Study Suggests Earliest Dinosaurs May Have Roamed Sahara and Amazon

– byPrince@Bladi · 2 min read
Study Suggests Earliest Dinosaurs May Have Roamed Sahara and Amazon

Fossils of the earliest dinosaurs could be buried in the dunes of the Moroccan Sahara and in the Amazon rainforest. This is revealed by a new study on the origin and evolution of dinosaurs, published in the journal Current Biology.

The oldest fossils date back about 230 million years and have been discovered further south, in places like Brazil, Argentina and Zimbabwe. "Dinosaurs are well studied, but we still don’t know where they come from," explains Joel Heath, a doctoral student in earth sciences at University College London (UCL) and lead author of the study.

According to the study, dinosaurs would have originated in warmer and drier environments like the Sahara. "So far, no dinosaur fossils have been found in the regions of Africa and South America that once formed this part of Gondwana," notes Joel Heath, stressing that "this could be because researchers have not yet found the right rocks, due to inaccessibility and lack of research efforts in these regions."

As part of the study, the researchers analyzed dinosaur fossils, evolutionary family trees and the geography of their time.

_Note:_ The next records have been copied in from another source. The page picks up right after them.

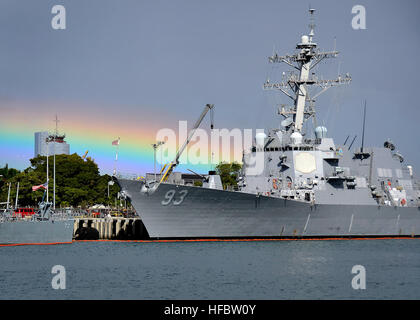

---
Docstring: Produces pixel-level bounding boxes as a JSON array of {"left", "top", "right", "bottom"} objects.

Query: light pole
[
  {"left": 108, "top": 180, "right": 114, "bottom": 199},
  {"left": 152, "top": 141, "right": 165, "bottom": 181}
]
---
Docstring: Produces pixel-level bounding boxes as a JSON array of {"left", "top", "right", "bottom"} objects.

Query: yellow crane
[{"left": 160, "top": 104, "right": 214, "bottom": 183}]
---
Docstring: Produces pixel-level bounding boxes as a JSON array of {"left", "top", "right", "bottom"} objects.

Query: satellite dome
[
  {"left": 290, "top": 131, "right": 303, "bottom": 144},
  {"left": 255, "top": 132, "right": 267, "bottom": 147},
  {"left": 315, "top": 126, "right": 328, "bottom": 139},
  {"left": 301, "top": 35, "right": 309, "bottom": 44}
]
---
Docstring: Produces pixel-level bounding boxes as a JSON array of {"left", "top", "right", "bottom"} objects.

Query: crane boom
[{"left": 160, "top": 104, "right": 214, "bottom": 183}]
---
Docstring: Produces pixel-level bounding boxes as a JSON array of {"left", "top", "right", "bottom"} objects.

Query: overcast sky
[{"left": 0, "top": 0, "right": 420, "bottom": 172}]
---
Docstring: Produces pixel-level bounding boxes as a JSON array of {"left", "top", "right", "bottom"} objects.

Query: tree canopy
[
  {"left": 0, "top": 153, "right": 120, "bottom": 207},
  {"left": 216, "top": 162, "right": 242, "bottom": 189}
]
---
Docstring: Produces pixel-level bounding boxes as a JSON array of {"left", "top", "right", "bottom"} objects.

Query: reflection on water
[{"left": 0, "top": 239, "right": 420, "bottom": 299}]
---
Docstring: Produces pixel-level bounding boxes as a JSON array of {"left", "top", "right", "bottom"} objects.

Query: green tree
[
  {"left": 216, "top": 162, "right": 242, "bottom": 189},
  {"left": 0, "top": 163, "right": 20, "bottom": 188},
  {"left": 0, "top": 153, "right": 120, "bottom": 207}
]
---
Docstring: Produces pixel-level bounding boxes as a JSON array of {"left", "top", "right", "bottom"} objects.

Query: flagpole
[
  {"left": 47, "top": 138, "right": 49, "bottom": 202},
  {"left": 114, "top": 137, "right": 120, "bottom": 176},
  {"left": 15, "top": 181, "right": 19, "bottom": 210}
]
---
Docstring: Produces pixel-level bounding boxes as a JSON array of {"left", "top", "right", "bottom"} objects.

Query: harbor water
[{"left": 0, "top": 239, "right": 420, "bottom": 300}]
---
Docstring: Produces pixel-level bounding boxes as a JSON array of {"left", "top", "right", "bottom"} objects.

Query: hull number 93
[{"left": 161, "top": 189, "right": 188, "bottom": 206}]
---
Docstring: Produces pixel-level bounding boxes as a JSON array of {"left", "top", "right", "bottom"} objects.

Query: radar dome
[
  {"left": 315, "top": 126, "right": 327, "bottom": 139},
  {"left": 290, "top": 131, "right": 303, "bottom": 144},
  {"left": 255, "top": 132, "right": 267, "bottom": 147}
]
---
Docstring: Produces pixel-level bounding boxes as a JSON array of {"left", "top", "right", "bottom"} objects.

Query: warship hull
[
  {"left": 0, "top": 219, "right": 73, "bottom": 244},
  {"left": 117, "top": 179, "right": 420, "bottom": 238}
]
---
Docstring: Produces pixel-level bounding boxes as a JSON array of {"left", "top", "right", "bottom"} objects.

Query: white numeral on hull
[{"left": 161, "top": 189, "right": 188, "bottom": 206}]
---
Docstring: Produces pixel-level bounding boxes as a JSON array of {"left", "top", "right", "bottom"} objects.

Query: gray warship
[{"left": 114, "top": 9, "right": 420, "bottom": 238}]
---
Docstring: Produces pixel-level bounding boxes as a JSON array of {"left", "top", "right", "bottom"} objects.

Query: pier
[{"left": 73, "top": 217, "right": 149, "bottom": 240}]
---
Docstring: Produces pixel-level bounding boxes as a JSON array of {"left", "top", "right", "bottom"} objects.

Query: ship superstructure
[{"left": 117, "top": 9, "right": 420, "bottom": 238}]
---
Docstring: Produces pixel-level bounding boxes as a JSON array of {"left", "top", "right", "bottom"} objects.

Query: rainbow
[{"left": 0, "top": 100, "right": 215, "bottom": 174}]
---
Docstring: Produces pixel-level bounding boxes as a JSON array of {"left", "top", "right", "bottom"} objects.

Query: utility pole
[
  {"left": 46, "top": 138, "right": 49, "bottom": 202},
  {"left": 53, "top": 115, "right": 59, "bottom": 211},
  {"left": 6, "top": 182, "right": 12, "bottom": 211}
]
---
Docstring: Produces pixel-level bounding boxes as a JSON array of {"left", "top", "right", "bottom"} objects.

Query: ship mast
[{"left": 264, "top": 9, "right": 351, "bottom": 133}]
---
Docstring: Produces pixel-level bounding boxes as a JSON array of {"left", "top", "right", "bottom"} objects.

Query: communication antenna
[
  {"left": 343, "top": 135, "right": 350, "bottom": 146},
  {"left": 360, "top": 99, "right": 366, "bottom": 153},
  {"left": 349, "top": 134, "right": 357, "bottom": 150}
]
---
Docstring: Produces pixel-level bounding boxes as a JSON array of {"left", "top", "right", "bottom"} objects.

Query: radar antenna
[{"left": 263, "top": 8, "right": 351, "bottom": 132}]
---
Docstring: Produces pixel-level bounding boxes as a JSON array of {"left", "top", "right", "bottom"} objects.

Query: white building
[{"left": 35, "top": 131, "right": 70, "bottom": 157}]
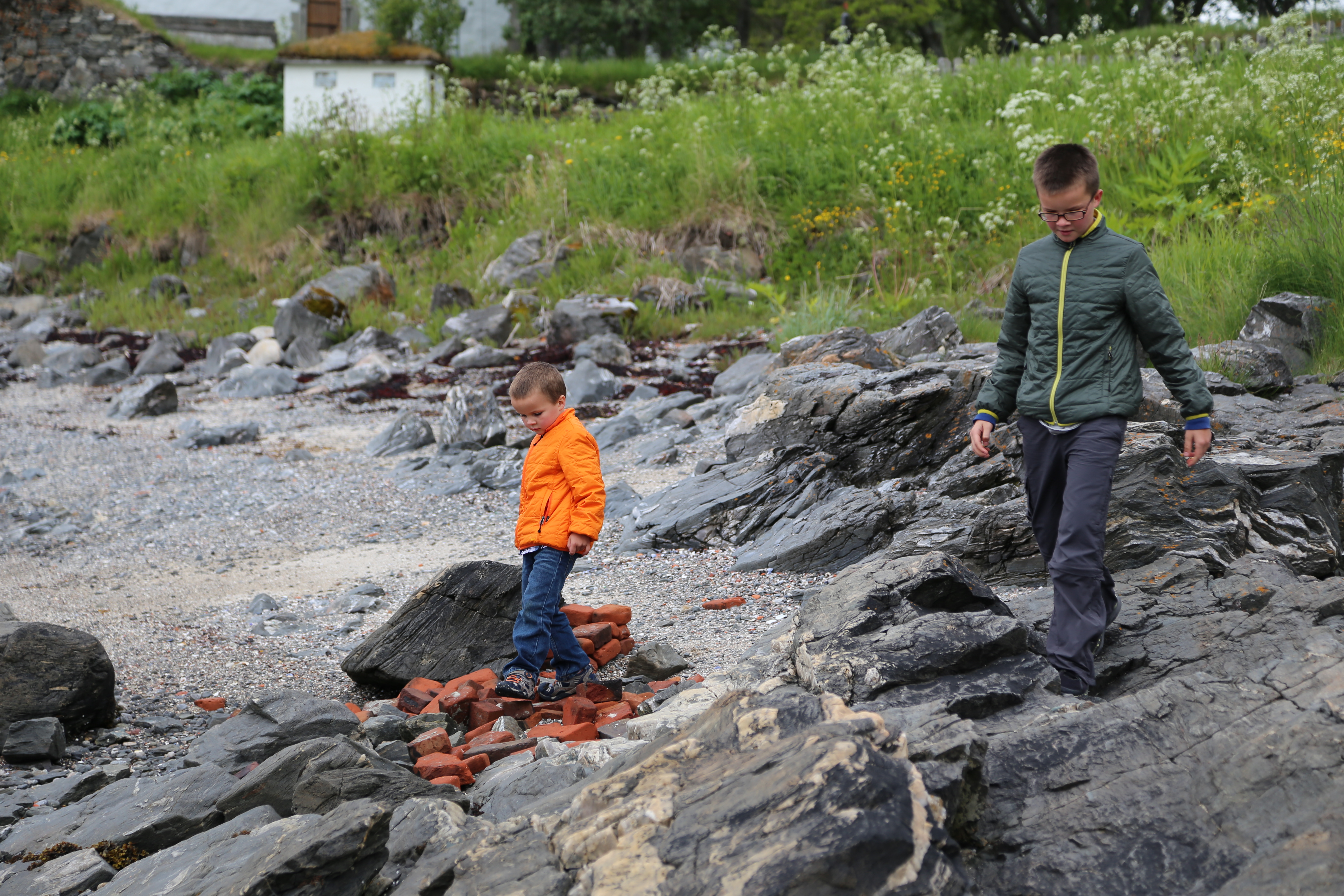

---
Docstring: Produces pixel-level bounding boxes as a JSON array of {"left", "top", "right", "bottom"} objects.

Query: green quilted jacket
[{"left": 977, "top": 216, "right": 1214, "bottom": 429}]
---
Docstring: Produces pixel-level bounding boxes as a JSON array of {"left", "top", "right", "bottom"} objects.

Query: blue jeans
[{"left": 504, "top": 547, "right": 590, "bottom": 678}]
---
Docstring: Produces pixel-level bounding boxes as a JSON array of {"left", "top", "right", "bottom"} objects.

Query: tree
[
  {"left": 515, "top": 0, "right": 750, "bottom": 58},
  {"left": 364, "top": 0, "right": 466, "bottom": 56}
]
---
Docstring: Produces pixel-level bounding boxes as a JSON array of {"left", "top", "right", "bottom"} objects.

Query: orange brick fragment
[
  {"left": 560, "top": 697, "right": 597, "bottom": 727},
  {"left": 560, "top": 603, "right": 594, "bottom": 627},
  {"left": 593, "top": 603, "right": 634, "bottom": 626},
  {"left": 593, "top": 641, "right": 621, "bottom": 666},
  {"left": 406, "top": 728, "right": 452, "bottom": 759},
  {"left": 574, "top": 622, "right": 612, "bottom": 649}
]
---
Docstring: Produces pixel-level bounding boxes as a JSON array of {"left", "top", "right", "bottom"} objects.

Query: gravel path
[{"left": 0, "top": 372, "right": 825, "bottom": 775}]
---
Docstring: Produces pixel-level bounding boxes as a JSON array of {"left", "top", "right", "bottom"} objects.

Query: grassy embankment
[{"left": 0, "top": 14, "right": 1344, "bottom": 372}]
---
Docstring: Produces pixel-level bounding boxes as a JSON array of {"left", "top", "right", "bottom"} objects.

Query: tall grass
[{"left": 0, "top": 16, "right": 1344, "bottom": 365}]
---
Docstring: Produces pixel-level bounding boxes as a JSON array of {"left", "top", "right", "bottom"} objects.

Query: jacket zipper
[{"left": 1050, "top": 214, "right": 1101, "bottom": 426}]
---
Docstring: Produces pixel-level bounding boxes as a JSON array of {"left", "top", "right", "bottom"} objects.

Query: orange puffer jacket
[{"left": 513, "top": 408, "right": 606, "bottom": 551}]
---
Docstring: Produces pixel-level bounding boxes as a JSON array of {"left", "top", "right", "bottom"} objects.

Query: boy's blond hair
[{"left": 508, "top": 361, "right": 567, "bottom": 402}]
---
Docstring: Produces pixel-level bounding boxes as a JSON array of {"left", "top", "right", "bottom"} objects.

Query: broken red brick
[
  {"left": 593, "top": 603, "right": 634, "bottom": 626},
  {"left": 574, "top": 622, "right": 612, "bottom": 649},
  {"left": 560, "top": 697, "right": 597, "bottom": 727},
  {"left": 593, "top": 641, "right": 621, "bottom": 666},
  {"left": 406, "top": 728, "right": 453, "bottom": 759},
  {"left": 466, "top": 700, "right": 504, "bottom": 728},
  {"left": 560, "top": 603, "right": 594, "bottom": 627},
  {"left": 392, "top": 686, "right": 434, "bottom": 716},
  {"left": 523, "top": 709, "right": 564, "bottom": 731}
]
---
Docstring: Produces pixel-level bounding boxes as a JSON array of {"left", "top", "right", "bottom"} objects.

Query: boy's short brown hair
[
  {"left": 508, "top": 361, "right": 567, "bottom": 402},
  {"left": 1031, "top": 144, "right": 1101, "bottom": 194}
]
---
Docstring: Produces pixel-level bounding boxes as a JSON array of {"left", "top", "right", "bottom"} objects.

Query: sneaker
[
  {"left": 535, "top": 666, "right": 598, "bottom": 702},
  {"left": 495, "top": 669, "right": 536, "bottom": 700}
]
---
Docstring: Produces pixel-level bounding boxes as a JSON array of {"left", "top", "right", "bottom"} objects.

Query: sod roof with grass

According to its results, the first dinosaurs would have been much smaller than the giants. They were the size of a chicken or a dog, bipedal and probably omnivorous, feeding on both plants and meat.

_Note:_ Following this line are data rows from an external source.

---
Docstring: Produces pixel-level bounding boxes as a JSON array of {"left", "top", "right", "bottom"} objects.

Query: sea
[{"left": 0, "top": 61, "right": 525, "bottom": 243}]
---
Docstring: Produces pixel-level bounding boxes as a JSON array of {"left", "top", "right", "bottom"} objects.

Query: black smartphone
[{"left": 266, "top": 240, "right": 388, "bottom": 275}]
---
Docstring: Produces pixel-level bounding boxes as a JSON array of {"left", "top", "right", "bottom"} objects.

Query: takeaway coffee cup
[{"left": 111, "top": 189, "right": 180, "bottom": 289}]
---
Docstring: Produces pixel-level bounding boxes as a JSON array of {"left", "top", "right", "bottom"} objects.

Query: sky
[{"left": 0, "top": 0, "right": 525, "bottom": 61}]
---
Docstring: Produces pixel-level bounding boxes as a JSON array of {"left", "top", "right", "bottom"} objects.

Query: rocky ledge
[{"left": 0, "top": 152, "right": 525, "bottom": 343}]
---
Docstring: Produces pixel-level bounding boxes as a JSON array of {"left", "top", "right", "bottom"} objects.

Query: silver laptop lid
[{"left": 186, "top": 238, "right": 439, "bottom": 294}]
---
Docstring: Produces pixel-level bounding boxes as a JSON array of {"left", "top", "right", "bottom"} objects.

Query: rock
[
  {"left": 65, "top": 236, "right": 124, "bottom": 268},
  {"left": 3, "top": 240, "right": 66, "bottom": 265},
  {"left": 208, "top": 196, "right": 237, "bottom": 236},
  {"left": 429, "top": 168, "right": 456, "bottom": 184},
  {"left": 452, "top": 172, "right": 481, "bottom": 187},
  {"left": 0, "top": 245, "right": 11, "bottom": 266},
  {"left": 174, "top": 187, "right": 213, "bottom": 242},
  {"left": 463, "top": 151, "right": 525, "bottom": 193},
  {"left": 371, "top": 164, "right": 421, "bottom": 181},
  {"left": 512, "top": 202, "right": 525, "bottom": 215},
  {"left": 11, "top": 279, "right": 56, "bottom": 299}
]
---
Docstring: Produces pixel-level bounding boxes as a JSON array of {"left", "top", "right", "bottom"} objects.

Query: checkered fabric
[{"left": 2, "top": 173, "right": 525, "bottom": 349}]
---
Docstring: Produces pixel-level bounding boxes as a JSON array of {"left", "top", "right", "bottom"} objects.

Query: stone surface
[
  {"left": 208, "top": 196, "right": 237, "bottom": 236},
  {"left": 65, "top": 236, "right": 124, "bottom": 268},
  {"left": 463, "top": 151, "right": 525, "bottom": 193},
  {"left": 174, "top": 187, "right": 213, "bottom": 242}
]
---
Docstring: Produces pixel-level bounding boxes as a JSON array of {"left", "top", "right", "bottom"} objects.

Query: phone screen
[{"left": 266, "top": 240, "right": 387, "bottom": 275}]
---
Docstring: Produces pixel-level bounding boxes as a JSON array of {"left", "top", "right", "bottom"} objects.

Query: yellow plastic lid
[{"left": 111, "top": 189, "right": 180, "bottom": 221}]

According to the study, the appearance of dinosaurs would date back to 201 million years ago, probably in Gondwana. They would then have spread to other regions, including the southern Gondwana and the northern supercontinent of Laurasia, which would form Europe, Asia and North America. To confirm this hypothesis, the researchers tested three different evolutionary family trees, revealing the existence of the silesaurids, cousins of the dinosaurs, and considered as the ancestors of the ornithischians.